| Konu: | CHP Grubu önerisi münasebetiyle |
| Yasama Yılı: | 3 |
| Birleşim: | 94 |
| Tarih: | 03.06.2020 |
HDP GRUBU ADINA ÖMER ÖCALAN (Şanlıurfa) - Sayın Başkan, değerli milletvekilleri; son birkaç aydır 46 ili etkileyen afet olayları maalesef Urfa'yı da etkilemiştir.
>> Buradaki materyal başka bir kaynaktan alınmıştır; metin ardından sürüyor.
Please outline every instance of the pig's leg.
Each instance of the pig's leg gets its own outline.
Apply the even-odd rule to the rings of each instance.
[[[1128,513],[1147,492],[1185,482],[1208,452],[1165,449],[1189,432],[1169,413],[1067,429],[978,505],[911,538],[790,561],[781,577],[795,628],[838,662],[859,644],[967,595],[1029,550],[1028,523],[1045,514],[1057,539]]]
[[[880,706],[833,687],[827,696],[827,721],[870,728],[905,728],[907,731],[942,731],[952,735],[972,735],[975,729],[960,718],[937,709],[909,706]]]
Urfa'da, başta fıstık olmak üzere birçok ürün üzerinde dolu yağışı ve sağanak yağış etkisini göstermiştir; doluyla birlikte fıstık ağacında bulunan yaprağıyla birlikte ürün komple gitmiştir.
Şimdi, ben, buradan bir fıstık ağacı nasıl yetiştirilir, nasıl ürüne gelir, nasıl emek verilir, biraz o boyutuyla ele alacağım. Urfalı vekil arkadaşlarımız var her partide onlar da bilirler. Bir fıstık ağacından, ekildikten sonra en az on beş yıl sonra ya da yirmi yıl sonra ancak ürün alınabilmektedir. Bir çocuk gibi on sekiz yıl, yirmi yıl, çiftçi o ağaca hizmet etmek zorundadır, emek vermek zorundadır, o tarlayı sürmesi gerekiyor, gübresini atması gerekiyor, ilaçlaması gerekiyor. O ağaç yirmi yaşına gelene kadar, yirmi yıl boyunca o ağacın altında çömelip o ağacı doğrultması, kaldırması bir insan ömrüne bedeldir.
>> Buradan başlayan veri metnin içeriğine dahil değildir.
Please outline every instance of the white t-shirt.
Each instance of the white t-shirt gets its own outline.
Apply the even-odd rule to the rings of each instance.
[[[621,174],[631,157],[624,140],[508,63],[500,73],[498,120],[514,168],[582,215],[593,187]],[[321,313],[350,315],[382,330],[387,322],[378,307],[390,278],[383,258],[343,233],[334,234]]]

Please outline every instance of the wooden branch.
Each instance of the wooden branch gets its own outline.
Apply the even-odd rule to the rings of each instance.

İktidar ne yapıyor? İthalat politikası. Daha yeni baktım, 2020'nin ilk dört ayında 5,22 milyar dolar tarım alanında ithalat gerçekleştirilmiş, buna da "Yerli ve millî politikalar" demektedirler. Çiftçi, sizden tarım politikası üretmenizi bekliyor.
Bakınız, Viranşehir'de, Ceylânpınar'da çiftçi soğan üretmiş, soğanı tarladan toplayamıyor. Pazarla üretici arasındaki o aracı unsurları kaldıracağınızı söylediniz; pazarda 4-5 lira olan soğan, gidin bakın tarlada 1 lira bile değil. Bu aracıları niye kaldırmıyorsunuz ya da bu ithalat politikalarınızı niye gözden geçirmiyorsunuz? Çünkü ithalat baronlarınız var, onları zengin etmeniz gerekiyor. Kim takar yerli çiftçiyi? Kim takar alın teriyle gece gündüz çalışan emekçiyi?
Urfa ülkenin 3'üncü büyük şehridir tarım noktasında, ülke tarım topraklarının yüzde 5'ini barındırıyor. Gidin bakın, hepsi kan ağlamaktadır. Öyle hamasetle, yüksek sesle "Biz yerliyiz, millîyiz." demekle olmuyor, çiftçiyi desteklemeniz gerekiyor. Bakınız, bir doğal afet olayıdır; çiftçi ekmiş fıstığını, ürünü bekliyor, hasılatını kaldıracak, maalesef, bir doğa olayı geldi. Buna dönük bir politikanız var mı? Ya da geçen yıl 5-6 liraya, 7 liraya olan soğanın, patatesin kilosu şu an tarlada 1 liradır, Tarım Bakanlığı ne iş yapıyor? Tarım Bakanlığının bürokratlarının ülke tarımını organize ve koordine etmesi gerekmiyor mu?
(Mikrofon otomatik cihaz tarafından kapatıldı)
BAŞKAN - Tamamlayın sözlerinizi, lütfen.
ÖMER ÖCALAN (Devamla) - Bir yıl o ürüne aşırı yüklenme var, çiftçi o ürüne yöneliyor ve arz talep dengesizliği oluyor, o ürün, maalesef, tarladan toplanmıyor, diğer yıl ise çiftçi o üründen zarar ettiği için o ürünü ekmiyor, tekrar, sonraki yıl o ürünün fiyatı otomatikman artıyor.
Biz iktidara sesleniyoruz: Çiftçinin, emekçinin, alın teri veren insanların çıkarlarını, menfaatlerini düşünün, ithalat baronlarını düşünmeyin.
İlk dört ayda 1 milyon ton buğday dışarıdan getirmişsiniz. Konya burada, Ankara burada "Buğday deposudur." diye söylüyoruz, maalesef, artık ülkede her şey ithal ediliyor. Bu noktada Hükûmetin bu politikalarını gözden geçirmesi gerekiyor, çiftçiye, emekçiye sahip çıkması gerekiyor. Gerçi kültürlerinde emekçiye, çiftçiye sahip çıkmak yoktur ama biz burada görevimizi yapıyoruz ve uyarıyoruz.